É aí que mora o perigo: ao “ferramentalizarmos” algo que deveria ser tão espontâneo, não estaríamos criando um novo vicio, parecido com o que colocou “Missão, Visão e Valores” em um quadro bonito na recepção das empresas e esqueceu de perguntar se algum funcionário tem ideia do que aquilo significa? O final só será feliz se entendermos que o poder das histórias está justamente em um tipo de comunicação do dia-a-dia corporativo onde elas deixaram de acontecer há algum tempo, aprisionadas por ferramentas e normas que ninguém sabe de onde vieram: a comunicação interpessoal, ou melhor, o famoso cara a cara. É nesse momento que a marca, o posicionamento e a imagem da empresa se materializam.
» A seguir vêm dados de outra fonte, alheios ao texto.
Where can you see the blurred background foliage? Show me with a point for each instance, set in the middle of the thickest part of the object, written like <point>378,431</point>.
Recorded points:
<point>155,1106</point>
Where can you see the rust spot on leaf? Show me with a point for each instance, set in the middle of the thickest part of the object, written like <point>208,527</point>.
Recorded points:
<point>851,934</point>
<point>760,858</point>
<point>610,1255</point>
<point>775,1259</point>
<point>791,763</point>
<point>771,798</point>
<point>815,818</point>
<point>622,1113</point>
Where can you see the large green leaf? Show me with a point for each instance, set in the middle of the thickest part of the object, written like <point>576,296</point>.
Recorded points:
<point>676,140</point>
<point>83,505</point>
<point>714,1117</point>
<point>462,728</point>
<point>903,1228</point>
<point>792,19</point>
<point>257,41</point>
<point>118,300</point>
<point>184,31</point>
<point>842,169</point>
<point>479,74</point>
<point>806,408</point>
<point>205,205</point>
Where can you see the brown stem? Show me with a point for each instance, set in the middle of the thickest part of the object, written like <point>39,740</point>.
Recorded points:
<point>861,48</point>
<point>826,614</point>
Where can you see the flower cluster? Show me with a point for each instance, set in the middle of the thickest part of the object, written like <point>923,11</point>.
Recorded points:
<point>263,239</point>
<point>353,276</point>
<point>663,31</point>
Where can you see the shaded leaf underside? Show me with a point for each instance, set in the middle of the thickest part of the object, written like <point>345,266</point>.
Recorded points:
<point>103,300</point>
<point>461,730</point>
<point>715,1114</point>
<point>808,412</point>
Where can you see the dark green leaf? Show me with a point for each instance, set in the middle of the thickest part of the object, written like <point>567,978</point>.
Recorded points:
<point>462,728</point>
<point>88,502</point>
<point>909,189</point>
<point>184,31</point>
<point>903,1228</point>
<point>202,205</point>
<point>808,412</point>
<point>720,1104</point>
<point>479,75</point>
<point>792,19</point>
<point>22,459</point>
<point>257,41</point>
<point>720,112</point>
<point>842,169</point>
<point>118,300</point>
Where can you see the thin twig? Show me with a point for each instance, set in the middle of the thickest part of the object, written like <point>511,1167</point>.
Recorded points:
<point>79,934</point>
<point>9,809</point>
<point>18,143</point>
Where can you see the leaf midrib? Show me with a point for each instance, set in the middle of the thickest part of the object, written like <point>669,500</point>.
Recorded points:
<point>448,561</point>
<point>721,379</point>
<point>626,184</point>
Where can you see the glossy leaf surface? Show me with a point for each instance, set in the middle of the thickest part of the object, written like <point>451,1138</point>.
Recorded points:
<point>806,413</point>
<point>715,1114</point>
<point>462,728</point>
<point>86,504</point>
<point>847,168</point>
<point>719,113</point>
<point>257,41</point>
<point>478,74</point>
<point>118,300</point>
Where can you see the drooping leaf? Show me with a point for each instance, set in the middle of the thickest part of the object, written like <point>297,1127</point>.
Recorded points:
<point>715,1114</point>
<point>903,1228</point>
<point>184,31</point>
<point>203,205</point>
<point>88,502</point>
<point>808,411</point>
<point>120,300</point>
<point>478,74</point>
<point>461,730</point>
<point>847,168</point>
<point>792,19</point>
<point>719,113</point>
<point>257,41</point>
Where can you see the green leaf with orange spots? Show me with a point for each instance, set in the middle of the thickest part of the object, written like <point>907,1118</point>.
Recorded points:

E sua missão, visão e valores são exercidos. Sem uma boa comunicação de quem representa a empresa no cara a cara, todas essas coisas viram blábláblá. Por isso, saber contar histórias é tão fundamental.

E A SOAP COM ISSO?

Foi exatamente nisso que a SOAP se especializou e é o que vem fazendo há 11 anos: ajudar do presidente ao estagiário a contar boas histórias no seu dia-a-dia, do encontro no elevador à convenção anual. Ou como um cliente já nos disse, “um jeito de melhorar a vida das pessoas”. É o que procuramos fazer em trabalhos que podem ter como produto final uma apresentação com suporte do PowerPoint ou um filme. É o que buscamos ensinar em treinamentos, palestras, cursos e agora em um livro. Por isso, celebramos o momento em que o mundo tem compartilhado tanto conhecimento sobre as histórias.
Já existe até um Movimento Global pelo Storytelling, promovido pelo blog GetStoried, de um cara chamado Michael Margolis. Em outro post, ele compara a contação de uma boa história à linguagem do primeiro encontro, aquele momento decisivo em que você deve concentrar os esforços para flertar e seduzir. Não é assim em tantas reuniões, onde só há uma chance para vender um produto, uma ideia, um projeto?